“Where’s my Walkman?”

Today, one of my pupils posed an interesting, and somewhat unexpected question:

What music did you listen to when you were my age?

I was stumped.

The awful thing is, I genuinely don’t remember listening to music when I was growing up. Much of the music I listened to was the music I made playing my own instruments. I was also exposed to a good deal of music throughout my schooling, but again, mainly that created live. Besides the odd favourite cassette, mainly of music recorded from the radio, that was about it.

That said, what struck me most about this exchange, was the huge change  in the availability and accessibly of music. When I was her age, if I wanted to listen to music outside of the house, I’d have to have taken my Walkman (ensuring it had functioning batteries), headphones, and a selection of cassette tapes.

Nowadays, so long as we have a functioning internet connection, we can literally call up any song, any piece of music at the flick of a switch. Everything is available on-demand wherever in the world we are. Even without a functioning internet connection, we can store thousands of tracks on our mobile devices, all easily accessed at any time.

But, despite this change, we can’t help but see, and often feel, a longing for something more authentic. Something tangible which we can hold. Perhaps this, in part, explains the increase in the sale of vinyl LPs. In 2017, 3.2 million LPs were sold, a rise of 53% on the previous year and the highest number since 1991.

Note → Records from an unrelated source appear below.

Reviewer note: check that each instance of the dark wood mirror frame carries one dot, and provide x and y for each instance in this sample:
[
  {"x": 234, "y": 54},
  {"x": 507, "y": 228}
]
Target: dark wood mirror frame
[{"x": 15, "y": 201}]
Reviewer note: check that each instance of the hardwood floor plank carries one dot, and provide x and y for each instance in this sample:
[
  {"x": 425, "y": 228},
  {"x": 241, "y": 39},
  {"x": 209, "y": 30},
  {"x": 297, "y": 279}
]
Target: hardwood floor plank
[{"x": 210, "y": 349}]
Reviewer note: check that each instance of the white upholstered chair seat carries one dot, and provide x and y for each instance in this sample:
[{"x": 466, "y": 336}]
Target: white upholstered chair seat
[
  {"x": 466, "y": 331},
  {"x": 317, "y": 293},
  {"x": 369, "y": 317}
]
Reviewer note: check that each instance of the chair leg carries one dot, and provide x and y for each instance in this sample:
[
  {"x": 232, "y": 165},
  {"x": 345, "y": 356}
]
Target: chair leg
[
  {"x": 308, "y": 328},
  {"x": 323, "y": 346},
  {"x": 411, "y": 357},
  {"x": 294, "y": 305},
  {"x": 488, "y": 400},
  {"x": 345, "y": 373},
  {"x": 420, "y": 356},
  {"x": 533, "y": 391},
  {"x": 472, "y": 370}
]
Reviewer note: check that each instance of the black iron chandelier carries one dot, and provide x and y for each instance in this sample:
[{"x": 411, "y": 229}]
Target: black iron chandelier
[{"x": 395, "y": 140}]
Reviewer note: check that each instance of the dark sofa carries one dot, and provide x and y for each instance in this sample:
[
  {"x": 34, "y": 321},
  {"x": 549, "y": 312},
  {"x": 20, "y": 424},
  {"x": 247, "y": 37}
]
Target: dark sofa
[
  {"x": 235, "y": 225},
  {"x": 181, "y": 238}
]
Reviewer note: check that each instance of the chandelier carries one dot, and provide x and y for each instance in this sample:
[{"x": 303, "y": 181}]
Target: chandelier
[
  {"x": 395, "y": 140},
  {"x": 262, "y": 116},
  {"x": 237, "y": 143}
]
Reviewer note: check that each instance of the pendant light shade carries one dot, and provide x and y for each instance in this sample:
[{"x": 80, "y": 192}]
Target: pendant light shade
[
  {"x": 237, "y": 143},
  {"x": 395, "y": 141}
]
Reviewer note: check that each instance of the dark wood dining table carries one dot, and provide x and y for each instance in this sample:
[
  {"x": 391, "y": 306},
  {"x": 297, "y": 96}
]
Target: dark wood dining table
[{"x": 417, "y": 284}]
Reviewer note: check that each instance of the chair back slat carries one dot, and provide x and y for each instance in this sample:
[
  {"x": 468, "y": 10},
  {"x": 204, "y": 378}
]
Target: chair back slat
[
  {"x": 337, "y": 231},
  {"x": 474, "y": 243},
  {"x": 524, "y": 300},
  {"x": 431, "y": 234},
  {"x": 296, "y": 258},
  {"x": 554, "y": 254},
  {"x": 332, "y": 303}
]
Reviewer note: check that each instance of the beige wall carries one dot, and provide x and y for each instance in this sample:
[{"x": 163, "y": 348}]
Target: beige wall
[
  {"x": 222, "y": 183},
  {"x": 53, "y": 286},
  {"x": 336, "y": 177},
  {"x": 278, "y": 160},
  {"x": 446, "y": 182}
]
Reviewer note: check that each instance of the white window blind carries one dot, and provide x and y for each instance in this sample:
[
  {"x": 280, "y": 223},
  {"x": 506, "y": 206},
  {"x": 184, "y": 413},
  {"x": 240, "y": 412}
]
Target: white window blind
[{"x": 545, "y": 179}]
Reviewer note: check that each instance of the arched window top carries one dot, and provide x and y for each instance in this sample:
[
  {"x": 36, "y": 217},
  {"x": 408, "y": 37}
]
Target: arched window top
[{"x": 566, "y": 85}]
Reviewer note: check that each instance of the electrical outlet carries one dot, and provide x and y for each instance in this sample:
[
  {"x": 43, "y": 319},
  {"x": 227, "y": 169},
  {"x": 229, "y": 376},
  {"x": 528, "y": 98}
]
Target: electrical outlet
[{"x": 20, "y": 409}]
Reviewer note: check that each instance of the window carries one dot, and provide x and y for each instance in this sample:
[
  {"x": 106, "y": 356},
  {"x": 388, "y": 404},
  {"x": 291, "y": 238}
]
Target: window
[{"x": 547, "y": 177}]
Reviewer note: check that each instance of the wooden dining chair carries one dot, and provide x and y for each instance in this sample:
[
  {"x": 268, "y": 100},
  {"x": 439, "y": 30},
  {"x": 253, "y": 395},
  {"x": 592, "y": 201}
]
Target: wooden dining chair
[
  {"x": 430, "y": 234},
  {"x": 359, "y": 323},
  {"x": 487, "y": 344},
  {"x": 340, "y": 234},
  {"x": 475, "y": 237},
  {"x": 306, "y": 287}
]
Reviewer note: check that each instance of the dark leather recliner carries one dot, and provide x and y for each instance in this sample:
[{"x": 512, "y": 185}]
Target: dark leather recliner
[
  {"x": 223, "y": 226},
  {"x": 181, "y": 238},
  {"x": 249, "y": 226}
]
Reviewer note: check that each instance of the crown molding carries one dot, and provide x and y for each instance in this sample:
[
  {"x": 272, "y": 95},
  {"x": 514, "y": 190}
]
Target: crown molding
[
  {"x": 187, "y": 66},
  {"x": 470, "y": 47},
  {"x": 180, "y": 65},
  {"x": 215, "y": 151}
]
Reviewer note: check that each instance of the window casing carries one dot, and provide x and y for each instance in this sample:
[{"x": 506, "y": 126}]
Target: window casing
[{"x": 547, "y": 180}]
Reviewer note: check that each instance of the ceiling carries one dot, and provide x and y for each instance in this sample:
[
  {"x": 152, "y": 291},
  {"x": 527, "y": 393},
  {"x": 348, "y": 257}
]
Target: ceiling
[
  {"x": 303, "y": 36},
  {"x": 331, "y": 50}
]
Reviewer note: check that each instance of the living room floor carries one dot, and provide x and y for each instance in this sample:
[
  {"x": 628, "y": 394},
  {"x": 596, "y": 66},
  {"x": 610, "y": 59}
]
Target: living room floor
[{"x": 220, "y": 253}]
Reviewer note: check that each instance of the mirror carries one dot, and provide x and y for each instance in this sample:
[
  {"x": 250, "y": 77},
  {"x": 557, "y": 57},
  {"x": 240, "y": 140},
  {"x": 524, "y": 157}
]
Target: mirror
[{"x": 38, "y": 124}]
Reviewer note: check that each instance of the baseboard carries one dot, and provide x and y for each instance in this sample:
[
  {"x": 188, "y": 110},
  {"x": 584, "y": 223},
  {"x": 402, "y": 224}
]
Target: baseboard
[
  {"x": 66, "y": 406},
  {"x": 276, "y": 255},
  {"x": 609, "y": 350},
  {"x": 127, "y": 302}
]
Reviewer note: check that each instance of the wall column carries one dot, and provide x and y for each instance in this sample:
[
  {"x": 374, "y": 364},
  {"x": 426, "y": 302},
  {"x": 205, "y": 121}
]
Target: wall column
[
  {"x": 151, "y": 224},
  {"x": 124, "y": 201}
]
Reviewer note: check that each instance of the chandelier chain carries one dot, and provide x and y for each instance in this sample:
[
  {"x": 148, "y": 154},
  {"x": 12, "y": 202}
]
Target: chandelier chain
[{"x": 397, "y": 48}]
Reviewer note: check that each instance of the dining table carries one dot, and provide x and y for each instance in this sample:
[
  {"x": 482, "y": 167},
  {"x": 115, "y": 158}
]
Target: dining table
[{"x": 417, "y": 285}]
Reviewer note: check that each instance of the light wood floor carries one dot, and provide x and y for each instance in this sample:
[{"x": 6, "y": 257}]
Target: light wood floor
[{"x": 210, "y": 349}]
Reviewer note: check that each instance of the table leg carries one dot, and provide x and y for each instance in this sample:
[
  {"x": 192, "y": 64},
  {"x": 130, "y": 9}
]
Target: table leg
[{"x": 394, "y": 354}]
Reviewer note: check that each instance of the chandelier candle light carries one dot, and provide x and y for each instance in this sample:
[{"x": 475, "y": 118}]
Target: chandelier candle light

I see this in my own teaching too. Just as you can access any music you want at the touch of a button, so too can you learn an instrument, any time, any place, just by calling up a video on YouTube. Yet, I see no shortage of people wanting to learn an instrument. I see no decrease in pupils, if anything, quite the opposite is true.

I believe that deep down, as much as we savour the connectivity of our world, we all crave for something more authentic. The deeply emotional connections you make learning an instrument with a teacher, and indeed, playing with others for that matter, cannot be replicated by sitting alone in front of a computer screen.

I truly believe that in all walks of life, the appetite for something more authentic, is a desire which is already gathering pace.